Who Am I?
No matter if you are poor or wealthy, Asian or Jamaican, plain-faced or gorgeous, you have—at some point in your life—felt like a freak. You have desperately wanted love and acceptance, but been denied it.
Now, imagine you were born a boy, and had an identical twin brother. At six months of age, your penis is accidentally burnt off during circumcision. Your parents love you, and think they are making the right decision when they ask a doctor to surgically make you into a girl. Growing up, you liked to play with guns, but dolls were thrust into your hands. You hated dresses, but mother told you to sit with your legs crossed, like a little lady. You beat up the boys who picked on your twin brother. You flunked the first grade; didn’t have a single friend until sixth grade.

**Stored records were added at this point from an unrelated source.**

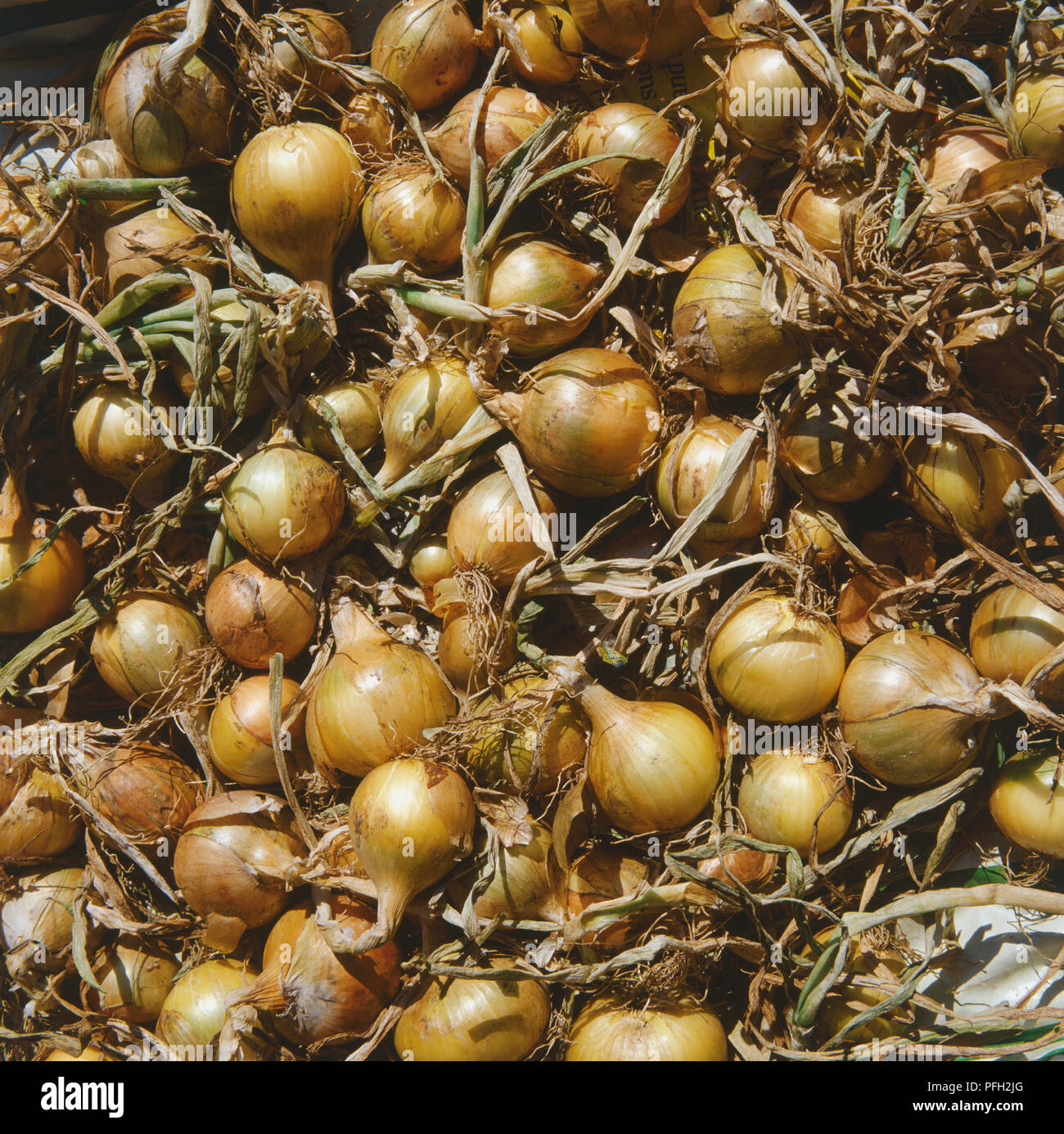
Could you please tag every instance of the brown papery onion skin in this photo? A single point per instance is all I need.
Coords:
(893, 716)
(464, 1019)
(782, 793)
(253, 614)
(609, 1031)
(375, 700)
(773, 661)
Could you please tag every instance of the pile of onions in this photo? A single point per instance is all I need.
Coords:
(476, 1019)
(232, 863)
(788, 795)
(295, 196)
(507, 117)
(426, 49)
(240, 737)
(609, 1031)
(375, 700)
(629, 128)
(688, 472)
(489, 529)
(540, 273)
(146, 637)
(252, 614)
(411, 821)
(1028, 802)
(725, 338)
(773, 661)
(426, 406)
(913, 711)
(284, 502)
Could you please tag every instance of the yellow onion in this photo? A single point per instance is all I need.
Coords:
(629, 29)
(313, 993)
(411, 821)
(1026, 807)
(120, 435)
(822, 443)
(772, 660)
(166, 132)
(1038, 111)
(508, 116)
(544, 43)
(785, 790)
(1012, 633)
(284, 502)
(725, 338)
(426, 405)
(358, 412)
(969, 475)
(688, 470)
(44, 592)
(295, 196)
(232, 862)
(540, 273)
(252, 614)
(760, 101)
(548, 736)
(375, 700)
(913, 711)
(194, 1012)
(238, 733)
(469, 1019)
(489, 529)
(426, 49)
(142, 640)
(608, 1031)
(629, 128)
(588, 422)
(134, 979)
(412, 214)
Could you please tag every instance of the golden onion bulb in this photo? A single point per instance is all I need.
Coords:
(770, 660)
(725, 338)
(588, 422)
(469, 1019)
(787, 795)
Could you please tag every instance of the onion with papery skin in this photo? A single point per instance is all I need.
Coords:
(138, 643)
(412, 214)
(773, 661)
(426, 47)
(543, 275)
(1028, 802)
(507, 117)
(458, 1019)
(489, 529)
(913, 713)
(629, 128)
(313, 993)
(295, 196)
(232, 862)
(375, 700)
(588, 421)
(238, 734)
(822, 443)
(609, 1031)
(284, 502)
(725, 338)
(426, 405)
(252, 614)
(411, 821)
(784, 792)
(688, 470)
(135, 978)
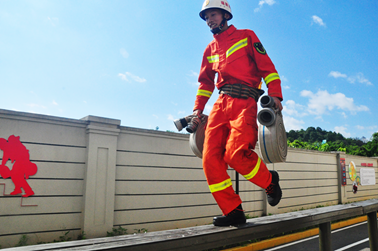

Originally published eight years ago,
As Nature Made Him is no less moving, striking, or relevant today. John Colapinto, a New York journalist whose articles have appeared in
Vanity Fair,
The New Yorker, and
Rolling Stone, created a page-turning masterpiece that’s liable to keep you up past your bedtime. In a warm, unadorned style, Colapinto gets to the pure root of situations, by expertly investigating each individual’s past and motives. He knows there is no simple answer to anything. As the book progresses, it’s obvious whose side he’s on, yet at no point does he skimp on the research which could—at any moment—prove his side as flawed.
This work craves a space on the shelf of every book collector who is curious about gender identity, transsexualism, and the nature vs. nurture debate. In fact, it would be a safe bet that readers with no existing interest in these topics might do well to begin here, with the tale of David Reimer, the boy who was raised as Brenda Reimer.
Colapinto’s account reads like science fiction and also, at times, like a comic book: there’s the villain (Dr. Money, the eccentric sex researcher), the hero (Dr. Mary McKenty, the compassionate psychiatrist), and the open-mouthed bystanders (the cowardly local doctors).
As Nature Made Him reveals the highly-revered Dr. Money as a twisted, insecure man desperately hungry for acclaim and validation. The book leaves us asking the question: is Money a lying scoundrel…or has Money actually lost his mind?
The book’s ultimate purpose is a success: to debunk the rosy lies surrounding one of the most famous cases in modern medicine, a case that for thirty years had been the backbone for the universal acceptance that human beings are psychosexually malleable at birth, and that sex reassignment surgery should be performed on infants with ambiguous or injured genitalia.
I applaud Colapinto’s assertion that wisdom is not necessarily only gained through formal education, but that a blue-color worker can be just as smart as a PhD., given they learn from their experiences.
The most gripping portion comes at the end, when the author interviews David—a man now married, with three stepchildren. David’s summation of his ordeal brings tears to the eyes and chills to the spine:
You know, if I had lost my arms and my legs and wound up in a
wheelchair where you’re moving everything with a little rod in
your mouth—would that make me less of a person? It just seems
that they implied that you’re nothing if your penis is gone. The
second you lose that, you’re nothing, and they’ve got to do
surgery and hormones to turn you into something. Like you’re a
zero. It’s like your whole personality, everything about you is all
directed—all pinpointed—toward what’s between the legs. And
to me, that ignorant. I don’t have the kind of education that these
scientists and doctors and psychologists have, but to me it’s very
ignorant.
Read this astounding book to reaffirm why it is imperative to trust yourself. See through the eyes of David Reimer, and understand truth as our most valuable possession. Be reminded of a universal journey, a journey that asks Who am I?